|Christ in the Desert by Ivan Kramskoi Courtesy Wikipedia|
The traditional worship, hymns, ashing and communion is deeply eloquent, and the liturgy is really pointed. Interestingly they have Isiaih 58 with the critical line "To send out the captives, set free" that is interpolated by Luke into Isiaih 61 in Jesus' sermon at Nazareth.
The concluding hymn Through the Night of Doubt and Sorrow is by Bernhard Severin Ingemann (1789-1862) - I was completely ignorant of him and didn't know if he was Danish, Swedish or Norwegian.
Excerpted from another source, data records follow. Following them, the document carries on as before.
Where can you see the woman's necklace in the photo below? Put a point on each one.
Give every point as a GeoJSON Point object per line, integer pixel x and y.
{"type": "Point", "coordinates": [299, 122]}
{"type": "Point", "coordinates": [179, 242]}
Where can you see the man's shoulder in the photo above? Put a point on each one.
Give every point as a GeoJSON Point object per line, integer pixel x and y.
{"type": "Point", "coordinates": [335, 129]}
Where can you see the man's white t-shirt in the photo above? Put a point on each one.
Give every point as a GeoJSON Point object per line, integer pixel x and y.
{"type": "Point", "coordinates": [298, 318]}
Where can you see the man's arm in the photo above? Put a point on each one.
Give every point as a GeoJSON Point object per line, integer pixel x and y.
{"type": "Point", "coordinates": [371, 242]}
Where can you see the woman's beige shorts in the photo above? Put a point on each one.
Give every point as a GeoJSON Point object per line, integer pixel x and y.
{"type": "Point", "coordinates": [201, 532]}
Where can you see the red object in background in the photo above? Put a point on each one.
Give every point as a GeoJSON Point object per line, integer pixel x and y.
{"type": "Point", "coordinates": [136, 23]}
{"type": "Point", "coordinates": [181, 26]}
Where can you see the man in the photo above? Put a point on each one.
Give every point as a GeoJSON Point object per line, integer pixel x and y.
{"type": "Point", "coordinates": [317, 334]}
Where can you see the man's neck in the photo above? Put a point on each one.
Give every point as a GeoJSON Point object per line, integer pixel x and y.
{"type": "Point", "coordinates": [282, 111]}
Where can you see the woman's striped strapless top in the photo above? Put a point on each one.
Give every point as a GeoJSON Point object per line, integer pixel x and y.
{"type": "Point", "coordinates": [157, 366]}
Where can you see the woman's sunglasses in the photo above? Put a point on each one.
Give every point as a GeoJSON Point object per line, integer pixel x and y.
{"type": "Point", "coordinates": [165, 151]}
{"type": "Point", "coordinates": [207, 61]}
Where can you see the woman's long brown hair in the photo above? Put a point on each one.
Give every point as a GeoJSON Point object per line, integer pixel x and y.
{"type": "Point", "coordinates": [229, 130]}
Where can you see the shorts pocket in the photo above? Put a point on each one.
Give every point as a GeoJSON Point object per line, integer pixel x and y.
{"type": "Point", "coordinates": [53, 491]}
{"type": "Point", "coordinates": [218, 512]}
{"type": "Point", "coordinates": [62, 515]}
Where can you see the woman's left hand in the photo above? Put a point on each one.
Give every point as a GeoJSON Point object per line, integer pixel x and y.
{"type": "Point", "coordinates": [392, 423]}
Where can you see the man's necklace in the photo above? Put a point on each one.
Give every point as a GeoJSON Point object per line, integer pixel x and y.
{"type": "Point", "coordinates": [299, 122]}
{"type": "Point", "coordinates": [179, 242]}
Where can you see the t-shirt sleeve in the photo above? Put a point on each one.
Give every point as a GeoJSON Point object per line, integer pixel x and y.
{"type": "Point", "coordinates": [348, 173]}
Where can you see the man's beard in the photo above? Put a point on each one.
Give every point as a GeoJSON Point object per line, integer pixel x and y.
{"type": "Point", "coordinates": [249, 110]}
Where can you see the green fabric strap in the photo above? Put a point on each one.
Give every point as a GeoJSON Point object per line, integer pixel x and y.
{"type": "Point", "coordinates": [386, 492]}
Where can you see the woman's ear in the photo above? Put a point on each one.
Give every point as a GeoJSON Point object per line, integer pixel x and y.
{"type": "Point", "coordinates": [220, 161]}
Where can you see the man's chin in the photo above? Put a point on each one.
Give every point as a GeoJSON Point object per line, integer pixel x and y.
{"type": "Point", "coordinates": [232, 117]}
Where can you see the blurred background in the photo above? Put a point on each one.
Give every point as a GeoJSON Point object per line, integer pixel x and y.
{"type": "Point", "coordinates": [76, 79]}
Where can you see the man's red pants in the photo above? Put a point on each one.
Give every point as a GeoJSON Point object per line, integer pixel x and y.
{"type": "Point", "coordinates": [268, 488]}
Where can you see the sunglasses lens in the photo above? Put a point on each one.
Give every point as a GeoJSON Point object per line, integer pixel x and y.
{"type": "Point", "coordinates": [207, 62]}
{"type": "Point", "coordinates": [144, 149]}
He is an older contemporary of one of my great heros, Søren Kierkegaard (1813–1855) though I can't find any direct interaction between them.
We had Psalm 51 and here, FWIW, is my translation:
Have mercy on me, God, in your kind love;
in your great mercy wipe away my sins.
Thoroughly wash me from iniquity,
and purify me from my sinfulness.
For I acknowledge and admit my faults,
and permanently before me is my sin.
Against you, all alone, have I transgressed,
and have done what is evil in your sight,
so that you’re in the right to sentence me
and blameless as your judgments you decree.
Lo, I’ve been sinful from my very birth,
and from my mother’s womb I’m steeped in sin.
Lo, you desire truth in the inward parts;
and teach me wisdom in my secret heart.
Purge me with hyssop , and I shall be clean;
wash me, and I’ll be whiter than the snow.
Let me hear joy and happiness again;
and let the bones that you have crushed rejoice.
O hide your countenance from all my sins,
and wipe away all my iniquities.
Create within me a pure heart, O God,
and renew a right spirit within me.
O cast me not away from your presence,
and take not your holy spirit from me.
Return to me the joy of your salvation,
and in a willing spirit hold me up.
Then I will teach transgressors your true ways,
and sinful people will return to you.
Save me from blood, O God, God of my help,
my tongue will sing of your deliverance.
O Lord , I pray you open now my lips,
and my mouth will with joy proclaim your praise.
For you do not desire a sacrifice;
and my burnt offering would not make you pleased.
The sacrifice of God: a broken spirit;
a broken contrite heart, God won’t despise.
Do good to Zion in your gracious will;
build up the ramparts of Jerusalem,
then you’ll delight in rightful sacrifice,
burnt offering and whole burnt offering;
then oxen on your altar they will bring.